Note that I didn’t do the following:

actions.push(Action{node->left});  // *
actions.push(Action{node->right}); // *
ans.push_back(node->val)           // **

The problem with doing that is that it doesn’t accurately model our initial recursive form because the push_back statement, if placed somewhere else, would not be “deferred” in relation to the traversal steps.

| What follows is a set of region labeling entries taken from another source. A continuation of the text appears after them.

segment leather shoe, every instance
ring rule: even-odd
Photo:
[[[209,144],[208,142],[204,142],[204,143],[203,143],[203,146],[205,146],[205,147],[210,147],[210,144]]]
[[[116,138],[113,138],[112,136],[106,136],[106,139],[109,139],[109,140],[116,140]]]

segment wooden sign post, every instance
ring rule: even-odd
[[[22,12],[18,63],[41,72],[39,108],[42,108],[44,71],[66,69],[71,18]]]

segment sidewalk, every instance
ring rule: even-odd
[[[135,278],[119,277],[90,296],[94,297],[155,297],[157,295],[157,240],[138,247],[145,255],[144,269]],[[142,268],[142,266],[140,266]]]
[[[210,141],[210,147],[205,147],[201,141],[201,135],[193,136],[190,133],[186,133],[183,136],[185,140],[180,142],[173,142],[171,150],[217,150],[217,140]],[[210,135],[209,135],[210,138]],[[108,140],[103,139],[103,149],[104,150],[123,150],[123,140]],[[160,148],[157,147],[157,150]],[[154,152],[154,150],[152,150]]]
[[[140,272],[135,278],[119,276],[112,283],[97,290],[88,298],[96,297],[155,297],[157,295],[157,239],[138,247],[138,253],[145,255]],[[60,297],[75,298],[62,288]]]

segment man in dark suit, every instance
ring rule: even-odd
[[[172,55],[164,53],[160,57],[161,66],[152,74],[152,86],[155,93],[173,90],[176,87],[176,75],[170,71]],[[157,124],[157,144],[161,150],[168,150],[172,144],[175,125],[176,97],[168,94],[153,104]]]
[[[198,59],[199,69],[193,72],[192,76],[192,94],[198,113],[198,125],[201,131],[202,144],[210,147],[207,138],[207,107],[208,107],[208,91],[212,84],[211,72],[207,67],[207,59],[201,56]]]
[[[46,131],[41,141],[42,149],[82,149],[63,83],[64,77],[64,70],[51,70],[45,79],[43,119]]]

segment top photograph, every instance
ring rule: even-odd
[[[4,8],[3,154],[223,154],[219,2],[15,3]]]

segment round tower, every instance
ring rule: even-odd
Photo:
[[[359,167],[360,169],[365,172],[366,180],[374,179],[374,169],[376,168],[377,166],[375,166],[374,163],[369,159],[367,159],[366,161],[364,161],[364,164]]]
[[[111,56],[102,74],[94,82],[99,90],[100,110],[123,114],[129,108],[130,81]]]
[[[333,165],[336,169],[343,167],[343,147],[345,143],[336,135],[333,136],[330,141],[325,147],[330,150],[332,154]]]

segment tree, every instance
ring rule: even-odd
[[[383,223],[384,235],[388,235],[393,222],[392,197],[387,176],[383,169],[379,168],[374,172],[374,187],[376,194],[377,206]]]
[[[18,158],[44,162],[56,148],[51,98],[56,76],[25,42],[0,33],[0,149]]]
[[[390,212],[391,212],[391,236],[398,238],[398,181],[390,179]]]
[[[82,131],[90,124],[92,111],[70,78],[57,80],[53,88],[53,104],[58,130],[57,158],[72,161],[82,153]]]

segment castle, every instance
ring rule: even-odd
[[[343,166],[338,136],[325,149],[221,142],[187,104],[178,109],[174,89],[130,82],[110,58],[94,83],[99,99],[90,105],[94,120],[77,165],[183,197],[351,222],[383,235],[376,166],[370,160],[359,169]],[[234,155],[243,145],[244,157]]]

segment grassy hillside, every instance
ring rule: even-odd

What’s also nice about this approach is that, just like in the recursive form, we can trivially do pre-order and in-order traversals:

// pre-order
if (!node) continue;               // *
actions.push(Action{node->val});   // **
actions.push(Action{node->left});  // *
actions.push(Action{node->right}); // *

// in-order
if (!node) continue;               // *
actions.push(Action{node->left});  // *
actions.push(Action{node->val});   // **
actions.push(Action{node->right}); // *

Contrast that with some community solutions (e.g. this most voted one), which completely distort the underlying algorithm.

(Note: from this point on, I’m just playing around.)

Now, if we extract the traversal algorithm into its own function like so:

template <typename F>
void traverse(F&& f, TreeNode *node) {
    if (!node) return;      // *
    f(Action{node->left});  // *
    f(Action{node->right}); // *
    f(Action{node->val});   // **
}

Then, we can reuse it with either a recursive driver:

vector<int> recursively(TreeNode* root) {
    vector<int> ans;
    recursively_driver(ans, Action{root});
    return ans;
}

void recursively_driver(vector<int>& ans, Action action) {
    switch (action.tag) {
    case Action::SHOW:
        ans.push_back(action.value);
        break;
    case Action::TRAVERSE:
        traverse([&ans] (Action a) { recursively_driver(ans, a); }, action.node);
        break;
    }
}

or an iterative driver:

vector<int> iteratively(TreeNode* root) {
    vector<int> ans;
    
    stack<Action> actions;
    actions.push(Action{root});
    
    while (!actions.empty()) {
        auto action = actions.top();
        actions.pop();

        stack<Action> tmp;

        switch (action.tag) {
        case Action::SHOW:
            ans.push_back(action.value);
            break;
        case Action::TRAVERSE:
            traverse([&tmp] (Action a) { tmp.push(a); }, action.node);
            break;
        }

        while (!tmp.empty())
            actions.push(tmp.top()), tmp.pop();
    }
    
    return ans;
}